«Es tan natural todavía, como si no hubiera venido de allá…», le escuché decir a aquella mujer mientras atravesaba una de las calles de mi natal Güira de Melena. Ese pueblo artemiseño, que a no pocos de sus hijos ha visto partir hacia otras naciones, recibe cada fin de año a muchos de los que un día decidieron establecerse lejos de su casa y su familia.
Durante esos días las calles parecen más llenas. En los comercios del pueblo se vende mucho, tanto que hay largas filas fuera y varios productos se pierden de los estantes. Las gasolineras también despachan más, y los carros rentados por turistas nativos abundan en las calles.
Otros viajeros de ocasión renuncian al lujo y prefieren ingresar a la economía familiar ese dinero. A fin de cuentas, ¿qué puede haber mejor que andar a pie disfrutando de los parajes que no se tienen todos los días y se extrañan cada segundo?
También los hay que escogen viajar lejos del campo y regalarse un fin de año en algún hotel adonde llevar a los suyos. Pero yo diría que la mayoría prefiere pasar inadvertida entre muñecones que simulan el Año Viejo y lechoncitas asadas con ese estilo peculiar que siempre imprime el abuelo de la familia. Quizá a una de estas últimas personas se refería aquella señora con la que me topé.
Entiendo su asombro cuando pienso en los emigrantes que molestan por tanta altanería. Aquellos que llegan, en medio de su migración también espiritual, a canjear verdades por baratijas y durante su estancia repugnan con las «bondades del exilio» y alardean de «la vida que se dan».
Claro, duele un poco la punzada del orgullo herido. Claro, una quisiera tener más para dar y necesitar menos de lo que recibe, pero casi parece un intercambio recíproco de nostalgias y añoranzas. Cada quien con sus tesoros. Quienes viven lejos precisan de la compañía familiar y del aire propio. Quienes andan por aquí, a veces desearían un aire acondicionado en medio de tanto calor. Pero a unos les toca la bendición del aire cubano, aunque a ritmo de ventilador, y a otros les sobran las temperaturas frías mientras extrañan un breve apagón en el barrio. ¿Qué se le va a hacer al alma si es tan caprichosamente melancólica?

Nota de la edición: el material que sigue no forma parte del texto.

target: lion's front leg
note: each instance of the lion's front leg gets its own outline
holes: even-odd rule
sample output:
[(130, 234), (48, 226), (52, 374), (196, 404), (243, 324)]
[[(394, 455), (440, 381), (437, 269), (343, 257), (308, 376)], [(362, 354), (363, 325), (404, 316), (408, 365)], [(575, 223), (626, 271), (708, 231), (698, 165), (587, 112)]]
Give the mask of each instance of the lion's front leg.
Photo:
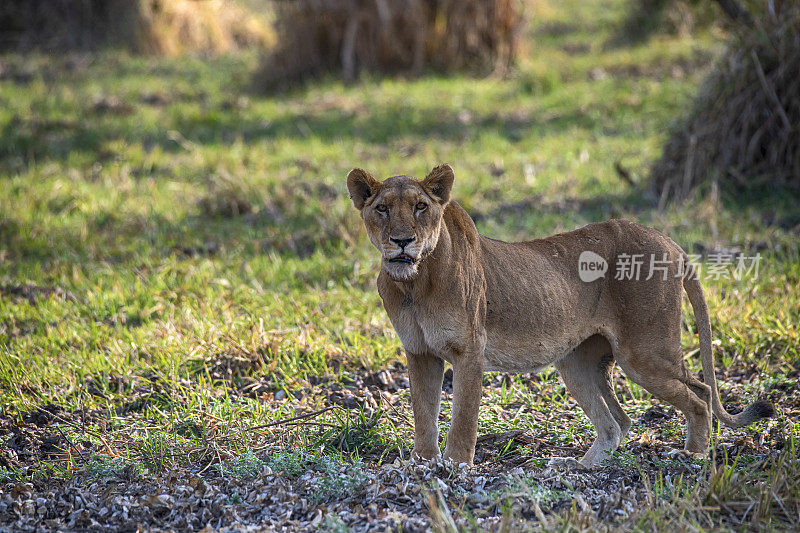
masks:
[(453, 420), (447, 433), (445, 459), (472, 465), (478, 437), (478, 409), (483, 387), (483, 350), (453, 362)]
[(444, 361), (429, 354), (406, 353), (414, 410), (413, 455), (430, 459), (439, 455), (439, 404), (442, 399)]

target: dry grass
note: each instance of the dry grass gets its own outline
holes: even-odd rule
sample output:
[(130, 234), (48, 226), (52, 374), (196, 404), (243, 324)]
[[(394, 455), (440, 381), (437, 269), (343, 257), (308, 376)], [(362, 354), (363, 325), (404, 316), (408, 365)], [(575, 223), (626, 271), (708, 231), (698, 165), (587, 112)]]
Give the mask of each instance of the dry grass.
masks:
[(0, 6), (0, 48), (96, 49), (175, 56), (272, 43), (264, 20), (233, 0), (10, 0)]
[(709, 178), (745, 186), (800, 185), (800, 7), (770, 2), (755, 26), (734, 31), (652, 170), (662, 199)]
[(277, 2), (278, 45), (259, 83), (291, 83), (326, 72), (353, 80), (360, 71), (425, 67), (503, 73), (514, 59), (516, 0), (295, 0)]

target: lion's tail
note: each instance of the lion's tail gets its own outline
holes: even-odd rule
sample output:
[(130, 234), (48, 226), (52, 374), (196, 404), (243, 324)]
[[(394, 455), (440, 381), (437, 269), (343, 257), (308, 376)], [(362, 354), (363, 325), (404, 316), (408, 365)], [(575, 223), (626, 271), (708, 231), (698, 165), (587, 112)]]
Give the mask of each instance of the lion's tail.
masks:
[[(688, 257), (685, 254), (683, 260), (684, 264), (688, 266)], [(764, 400), (759, 400), (749, 405), (744, 411), (736, 415), (730, 414), (722, 407), (722, 403), (719, 401), (719, 391), (717, 390), (717, 378), (714, 374), (714, 348), (711, 344), (711, 320), (708, 318), (708, 304), (706, 304), (703, 287), (700, 285), (697, 274), (691, 268), (687, 268), (687, 274), (683, 279), (683, 288), (689, 296), (692, 309), (694, 309), (697, 333), (700, 337), (700, 362), (703, 365), (703, 381), (711, 387), (711, 409), (716, 417), (726, 426), (740, 428), (749, 426), (762, 418), (774, 416), (775, 407)]]

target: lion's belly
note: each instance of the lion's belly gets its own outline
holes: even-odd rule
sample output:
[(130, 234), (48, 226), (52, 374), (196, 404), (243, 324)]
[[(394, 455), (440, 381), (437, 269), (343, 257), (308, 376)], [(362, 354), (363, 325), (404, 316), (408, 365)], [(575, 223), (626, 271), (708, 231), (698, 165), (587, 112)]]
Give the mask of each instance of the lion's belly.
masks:
[(484, 350), (484, 370), (539, 372), (575, 349), (577, 343), (553, 339), (514, 341), (489, 335)]

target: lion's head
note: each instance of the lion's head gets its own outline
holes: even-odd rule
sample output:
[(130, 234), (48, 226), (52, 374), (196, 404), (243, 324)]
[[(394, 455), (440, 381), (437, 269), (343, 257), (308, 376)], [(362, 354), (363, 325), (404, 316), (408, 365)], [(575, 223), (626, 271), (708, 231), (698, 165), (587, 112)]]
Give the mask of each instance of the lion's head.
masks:
[(347, 175), (350, 198), (393, 280), (413, 281), (420, 261), (436, 248), (454, 179), (450, 165), (434, 168), (423, 180), (392, 176), (381, 182), (360, 168)]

Las personas no cambian cuando se van, pienso todavía recordando a la señora sorprendida por tanta naturalidad. Quienes se manifiestan de modo contrario fueron siempre así, pero no tuvieron el momento de demostrarlo. El contexto hizo salir su verdadera naturaleza y sacaron a flote ese yo verdadero que hubiese emergido en cualquier otra circunstancia. No depende de que se vayan o no de su país, sino de la ideología y los valores que su tierra y su familia supieron sembrar en ellos.
Eso me respondo unas cuadras después, mientras saludo a un amigo que reside en Canadá hace dos años y me invita a sentarme con él en un banco de nuestro parque de siempre, tan natural «como si no hubiera venido de allá».